Underdog Dem Poses Challenge in Three-Way Virginia Governor Primary

The Virginia gubernatorial primary is looking like a classic come-from-behind scenario, with the most conservative of the three Democratic candidates surging at just the right moment. 

With the Democratic primary election set for Tuesday, Virginia state lawmaker Creigh Deeds has come from way behind to snag endorsements and lead most polls in just about every region of the commonwealth. 

Deeds is less liberal than his rivals, but that could help Democrats in the general election against the popular Republican candidate, former state Attorney General Bob McDonnell

"It turns out that the candidate who was last may end up being first, almost biblically," said Larry Sabato, director of the University of Virginia Center for Politics. "Creigh Deeds has moved from last place into first place in almost all of the surveys that have been taken and he has done it, he has surged, because he is seen as the most elect-able Democrat of the three." 

Deeds got a boost from the endorsement of the Washington Post editorial page two weeks ago. Lacking deep campaign pockets, he hasn't run as many ads as his rivals. 

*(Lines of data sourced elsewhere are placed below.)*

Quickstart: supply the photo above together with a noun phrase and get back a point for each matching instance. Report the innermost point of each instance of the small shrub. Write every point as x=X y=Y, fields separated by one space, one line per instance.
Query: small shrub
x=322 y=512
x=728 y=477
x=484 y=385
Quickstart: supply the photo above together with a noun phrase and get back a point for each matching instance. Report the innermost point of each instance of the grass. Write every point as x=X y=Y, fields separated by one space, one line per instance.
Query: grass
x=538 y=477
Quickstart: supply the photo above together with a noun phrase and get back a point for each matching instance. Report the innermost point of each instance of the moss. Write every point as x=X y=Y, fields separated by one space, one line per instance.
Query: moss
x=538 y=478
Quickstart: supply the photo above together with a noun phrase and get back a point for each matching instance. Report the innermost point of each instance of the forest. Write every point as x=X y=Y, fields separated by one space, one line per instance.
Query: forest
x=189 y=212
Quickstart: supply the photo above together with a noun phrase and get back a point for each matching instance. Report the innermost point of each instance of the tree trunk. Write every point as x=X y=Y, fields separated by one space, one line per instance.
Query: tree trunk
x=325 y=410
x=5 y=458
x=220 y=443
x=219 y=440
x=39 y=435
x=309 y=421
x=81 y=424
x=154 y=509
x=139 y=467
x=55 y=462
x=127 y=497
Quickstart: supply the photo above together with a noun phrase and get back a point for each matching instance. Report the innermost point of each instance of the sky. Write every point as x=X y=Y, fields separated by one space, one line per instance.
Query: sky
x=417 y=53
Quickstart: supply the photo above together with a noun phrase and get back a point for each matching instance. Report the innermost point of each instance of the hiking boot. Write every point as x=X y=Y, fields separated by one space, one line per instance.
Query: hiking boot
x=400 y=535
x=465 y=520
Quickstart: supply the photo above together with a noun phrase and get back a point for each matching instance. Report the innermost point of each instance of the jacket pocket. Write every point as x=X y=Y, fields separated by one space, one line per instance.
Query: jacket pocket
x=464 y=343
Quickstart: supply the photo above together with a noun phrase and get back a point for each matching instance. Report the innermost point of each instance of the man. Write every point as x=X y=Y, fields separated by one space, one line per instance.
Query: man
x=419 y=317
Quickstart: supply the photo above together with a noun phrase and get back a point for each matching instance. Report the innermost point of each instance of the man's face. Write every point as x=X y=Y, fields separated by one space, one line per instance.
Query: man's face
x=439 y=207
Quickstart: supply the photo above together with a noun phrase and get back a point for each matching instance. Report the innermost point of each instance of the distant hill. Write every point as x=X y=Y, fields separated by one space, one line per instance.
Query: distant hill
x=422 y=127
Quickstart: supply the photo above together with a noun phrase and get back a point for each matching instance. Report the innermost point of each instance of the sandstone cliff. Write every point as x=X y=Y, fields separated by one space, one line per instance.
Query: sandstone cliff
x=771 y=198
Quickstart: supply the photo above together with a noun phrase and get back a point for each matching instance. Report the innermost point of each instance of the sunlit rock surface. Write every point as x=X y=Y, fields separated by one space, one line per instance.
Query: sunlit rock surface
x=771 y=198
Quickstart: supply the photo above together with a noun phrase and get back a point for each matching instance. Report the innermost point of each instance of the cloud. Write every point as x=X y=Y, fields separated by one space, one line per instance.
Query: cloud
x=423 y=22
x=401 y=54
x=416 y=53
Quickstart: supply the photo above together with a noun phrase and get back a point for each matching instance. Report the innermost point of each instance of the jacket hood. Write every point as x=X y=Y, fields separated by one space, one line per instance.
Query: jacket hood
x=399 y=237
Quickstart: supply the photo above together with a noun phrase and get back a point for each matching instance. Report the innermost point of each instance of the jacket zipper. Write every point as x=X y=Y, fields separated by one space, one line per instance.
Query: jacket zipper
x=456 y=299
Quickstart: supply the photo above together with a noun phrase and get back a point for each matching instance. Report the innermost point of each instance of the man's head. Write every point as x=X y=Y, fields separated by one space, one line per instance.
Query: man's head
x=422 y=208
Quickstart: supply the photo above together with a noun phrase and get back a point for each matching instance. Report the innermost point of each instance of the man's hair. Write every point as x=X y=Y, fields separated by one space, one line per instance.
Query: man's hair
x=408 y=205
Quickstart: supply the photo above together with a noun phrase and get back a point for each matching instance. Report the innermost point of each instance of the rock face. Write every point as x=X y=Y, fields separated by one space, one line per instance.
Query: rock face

Terry McAuliffe, the former Democratic National Committee chairman and Clinton family ally, started as the early front-runner. But the former top fundraiser and adviser for both Bill and Hillary Clinton has seen a huge lead vanish. 

McAuliffe out-raised his rivals by millions and outspent them by more than three-to-one, but he lacks deep Virginia roots and saw his support vanish when the attack ads from his rivals began. 

One ad from Brian Moran, a former Virginia delegate, accused McAuliffe of having "made a fortune investing, sometimes in companies that went bust." 

Moran is running as the most liberal of the three Democrats and needs a big turnout in the northern Virginia suburbs outside Washington to pull ahead. 

"I feel real good. You know, the polls have been very volatile -- we're right where we need to be," Moran said. "We're making the phone calls and getting the message out. That's what I need to do. When people look at our records and our vision for Virginia, they choose me."  

Recent polls suggest undecided voters make up between 10 and 20 percent in the race. But there is a common concern among Democrats about electability against McDonnell, the Republican who beats all three Democratic candidates in current head-to-head polls.